Radiation levels have been detected at the crippled Fukushima Nuclear Power Plant that are being described by some experts as “unimaginable”.
According to the Japan Times Tepco, the company that ran Fukushima, detected atmospheric radiation levels of 530 sieverts an hour.
That’s 100s of times more than a lethal dose for humans and even brief exposure would be fatal.
This will be a major blow to the operator which faces a cleanup that some say could take almost 40 years to complete.
To put that figure into context, just 1 sievert is enough to cause nausea and radiation sickness while 5 sieverts would kill half of those exposed within less than a month.

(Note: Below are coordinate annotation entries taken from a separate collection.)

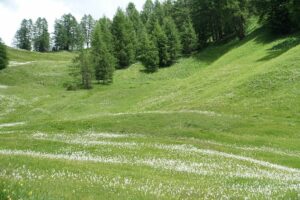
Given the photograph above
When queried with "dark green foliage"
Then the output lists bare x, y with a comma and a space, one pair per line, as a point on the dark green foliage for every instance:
23, 37
67, 34
3, 56
217, 20
294, 9
147, 11
149, 54
136, 21
87, 26
124, 40
82, 71
41, 35
189, 38
103, 60
161, 42
107, 36
282, 16
174, 43
181, 11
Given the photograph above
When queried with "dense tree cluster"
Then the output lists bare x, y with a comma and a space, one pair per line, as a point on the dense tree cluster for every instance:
157, 35
282, 16
3, 56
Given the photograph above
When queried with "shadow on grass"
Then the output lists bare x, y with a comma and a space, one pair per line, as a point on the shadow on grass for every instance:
281, 48
215, 51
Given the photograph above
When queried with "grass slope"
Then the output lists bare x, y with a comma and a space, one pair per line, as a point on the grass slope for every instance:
222, 124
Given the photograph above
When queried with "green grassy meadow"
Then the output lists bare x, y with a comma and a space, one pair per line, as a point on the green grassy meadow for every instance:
223, 124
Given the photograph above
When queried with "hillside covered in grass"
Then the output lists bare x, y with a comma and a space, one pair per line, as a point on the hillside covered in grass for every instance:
222, 123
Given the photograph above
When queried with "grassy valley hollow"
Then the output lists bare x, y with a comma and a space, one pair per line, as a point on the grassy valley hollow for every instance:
223, 123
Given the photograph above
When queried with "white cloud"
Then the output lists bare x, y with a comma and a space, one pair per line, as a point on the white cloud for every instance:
13, 11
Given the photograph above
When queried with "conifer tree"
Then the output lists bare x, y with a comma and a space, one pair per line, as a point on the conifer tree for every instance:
124, 40
173, 38
135, 19
105, 24
149, 53
23, 37
103, 60
41, 35
82, 70
161, 42
3, 56
147, 11
87, 26
189, 38
68, 35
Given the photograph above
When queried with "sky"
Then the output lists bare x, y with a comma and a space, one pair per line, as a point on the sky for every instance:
13, 11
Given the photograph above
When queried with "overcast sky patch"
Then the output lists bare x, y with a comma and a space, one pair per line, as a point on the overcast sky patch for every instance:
13, 11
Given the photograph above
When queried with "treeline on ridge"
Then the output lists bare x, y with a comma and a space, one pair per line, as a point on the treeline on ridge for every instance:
157, 36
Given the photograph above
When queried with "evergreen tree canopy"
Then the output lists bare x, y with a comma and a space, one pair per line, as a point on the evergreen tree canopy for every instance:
3, 56
23, 37
217, 20
136, 21
147, 11
161, 42
282, 16
82, 67
41, 35
174, 43
189, 38
87, 25
149, 53
103, 60
124, 40
67, 34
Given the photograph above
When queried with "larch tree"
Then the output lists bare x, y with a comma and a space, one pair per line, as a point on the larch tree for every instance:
161, 41
87, 26
149, 53
67, 34
3, 56
189, 38
81, 69
147, 11
135, 19
41, 35
124, 40
103, 59
173, 40
23, 37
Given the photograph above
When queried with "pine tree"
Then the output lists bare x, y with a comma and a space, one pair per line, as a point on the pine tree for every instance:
147, 11
23, 37
41, 35
124, 40
82, 70
161, 41
135, 19
67, 35
149, 53
3, 56
174, 43
189, 38
87, 26
103, 60
105, 24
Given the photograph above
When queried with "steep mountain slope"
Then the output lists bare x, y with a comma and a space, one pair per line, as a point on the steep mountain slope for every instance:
236, 103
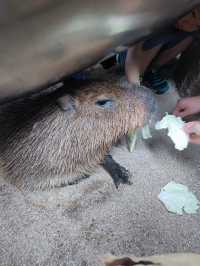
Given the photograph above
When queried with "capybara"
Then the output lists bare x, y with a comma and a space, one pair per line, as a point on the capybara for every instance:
56, 139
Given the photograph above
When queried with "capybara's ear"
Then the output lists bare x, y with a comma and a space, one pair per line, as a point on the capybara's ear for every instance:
66, 103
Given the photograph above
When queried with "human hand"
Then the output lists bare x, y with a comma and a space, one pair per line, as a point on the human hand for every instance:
193, 130
187, 106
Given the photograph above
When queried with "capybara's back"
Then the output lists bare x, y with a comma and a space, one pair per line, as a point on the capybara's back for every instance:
56, 139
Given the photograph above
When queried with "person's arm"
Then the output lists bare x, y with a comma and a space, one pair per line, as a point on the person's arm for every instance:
186, 107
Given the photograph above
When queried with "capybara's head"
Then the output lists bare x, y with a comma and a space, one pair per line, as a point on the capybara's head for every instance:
48, 142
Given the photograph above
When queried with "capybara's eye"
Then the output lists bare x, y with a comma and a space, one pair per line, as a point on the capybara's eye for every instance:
105, 103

In fact, the recordings are so high that Tepco’s newly designed robot would last just two hours before its equipment failed.
The astronomical readings were measured by one of its robots which was also able to capture the first clear images of the containment vessel from the crippled reactor 2.

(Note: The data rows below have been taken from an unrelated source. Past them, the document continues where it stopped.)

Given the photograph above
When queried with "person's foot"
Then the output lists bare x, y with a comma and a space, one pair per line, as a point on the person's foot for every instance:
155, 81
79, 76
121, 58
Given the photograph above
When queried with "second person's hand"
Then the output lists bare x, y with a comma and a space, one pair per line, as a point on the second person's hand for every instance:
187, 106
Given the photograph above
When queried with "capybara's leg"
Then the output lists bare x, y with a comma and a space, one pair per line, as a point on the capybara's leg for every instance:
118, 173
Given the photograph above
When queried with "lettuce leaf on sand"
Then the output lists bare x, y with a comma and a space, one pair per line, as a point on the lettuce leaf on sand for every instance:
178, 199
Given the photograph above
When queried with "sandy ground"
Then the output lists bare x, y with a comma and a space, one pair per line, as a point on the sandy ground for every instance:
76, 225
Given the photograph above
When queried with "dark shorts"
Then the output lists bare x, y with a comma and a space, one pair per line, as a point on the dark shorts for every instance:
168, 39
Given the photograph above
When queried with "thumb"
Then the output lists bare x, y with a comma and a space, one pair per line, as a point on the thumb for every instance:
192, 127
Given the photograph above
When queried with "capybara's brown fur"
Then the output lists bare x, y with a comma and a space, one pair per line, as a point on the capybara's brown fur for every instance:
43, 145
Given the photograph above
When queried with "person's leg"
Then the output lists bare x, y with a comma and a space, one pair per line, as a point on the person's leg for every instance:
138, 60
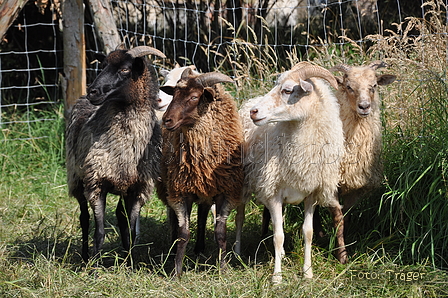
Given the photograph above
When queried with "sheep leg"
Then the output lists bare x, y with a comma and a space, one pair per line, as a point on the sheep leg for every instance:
239, 221
222, 213
98, 204
317, 223
174, 224
274, 205
128, 212
265, 222
349, 200
84, 218
307, 230
338, 221
203, 210
182, 209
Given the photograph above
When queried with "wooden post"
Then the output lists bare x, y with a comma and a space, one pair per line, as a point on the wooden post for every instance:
74, 52
9, 9
105, 24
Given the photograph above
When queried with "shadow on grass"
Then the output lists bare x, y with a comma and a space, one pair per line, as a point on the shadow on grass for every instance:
61, 243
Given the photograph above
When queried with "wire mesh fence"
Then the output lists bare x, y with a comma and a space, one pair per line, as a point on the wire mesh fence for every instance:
196, 32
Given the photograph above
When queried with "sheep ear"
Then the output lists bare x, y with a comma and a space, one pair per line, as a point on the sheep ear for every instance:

Tepco believes that the hole could have been caused when fuel escaped the pressure vessel after the huge earthquake and tsunami that struck Japan in 2011 caused a blackout that disabled the plant’s ability to cool its own reactors.
The resulting nuclear disaster at Fukushima led to a 20km evacuation radius being placed around the site. Over 100,000 people were evacuated and have yet to return to their homes.
Thankfully there have been no recorded deaths as a result of the disaster, but with radiation levels seemingly only increasing Tepco faces an extremely slow and cautious 40 years.